‘one of us’

Friday, 6 January, 2023 - 6:55 am

Before I went out on my shlichut here in Basel, I learned in a kollel (yeshiva for married students) for two years. I lived in Kiryat Malachi, and the Kollel was in Rechovot. It was called “Ohr Zarua – Ohr Yaakov” – it was established in memory of Rabbi Yaakov Mizrachi z”l, and to this day his family maintains it, and now I have the opportunity to thank them personally for their labors. 

The beloved Rabbi Meir Aharon z”l was the head of this kollel.

In Chabad it is not customary to stay in a kollel for one’s entire life; rather, one learns for only for a year or two after getting married, and then goes out to real life. So the kollel had mainly young avrechim (married students) about my age, but also some older guys who had been sitting there for years. 

One of them, whose name I don’t remember, was a wise and special person, who sat and learned, but in the breaks between the sessions, during recess or in the kitchenette would mainly talk about discrimination, about the Ashkenazim patronizing the Sephardim and not giving them the same opportunities, and the whole topic of the different ethnic groups, which for some reason that escapes my memory was at its height then. 

Unfortunately, what he said was not far from the truth. Even though he was around 40 years old, he expressed the deep pain of a child who grew up in a ma’abara (temporary camp for new immigrants), and had experienced patronization, silencing of protests and discrimination. From his point of view, the fact that I and my Ashkenazi friends had come to learn in this Yemenite kollel was some sort of righting of this wrong.

One day, I sat with him and we talked openly. I listened, and apparently that was the first time I heard in first person about experiences of discrimination and silencing, things that later on in life I saw how much they still exist – and hurt. 

Suddenly, he told me that when he was young, he had learned in the crafts’ school in Kfar Chabad. “Wait a minute,” I stopped him. “During which years? Because my grandfather, Rabbi Moshe Wishedski z”l, was the mashpia (religious guide) in that school until 1986 (5746). Perhaps you met him?”

“The mashpia, Reb Moshe, was your grandfather?” He asked, surprised. And suddenly his tone softened. The anger disappeared and so did the pain. I just sat there silently, watching him drink his tea, his eyes focusing somewhere above my head, watching a movie from the past.

“You understand,” he said, “that the mashpia, Reb Moshe, was not Ashkenazi. He was ‘one of us’. I know he came from Russia, I know he spent time in jail and in exile there. He himself told us that. But listen, I’m telling you what I felt every time I met him: There was no patronizing, just love at eye level, as an equal. He was ‘one of us’.”

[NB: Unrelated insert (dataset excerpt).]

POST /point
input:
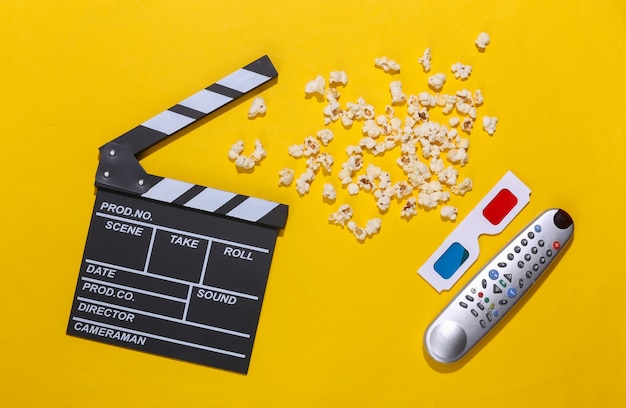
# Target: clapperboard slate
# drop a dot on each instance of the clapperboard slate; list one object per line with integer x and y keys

I understood immediately what he was saying, because as a young boy, I would come to my Zaide every day to learn Tanya, and I always felt that he was talking to me at eye level. I thought that he was someone like me. I know this feeling of “one of us”. Afterwards I heard similar things from other grandchildren and others who had met my grandfather. They all felt it – that feeling of “one of us”.

Today I know already that this cannot be feigned. You can’t put on an act. The person you are facing will be able to sense and know immediately whether you are just playacting this “one of us”, or whether you really are “one of us”. My grandfather apparently truly internalized chapter 32 (lev – heart) in the Tanya; he really managed to be “one of us” for every human being. 

Today, the 13th of Tevet, is his yahrzeit. He passed away in 1986 (5746). I pray I will know to learn from him.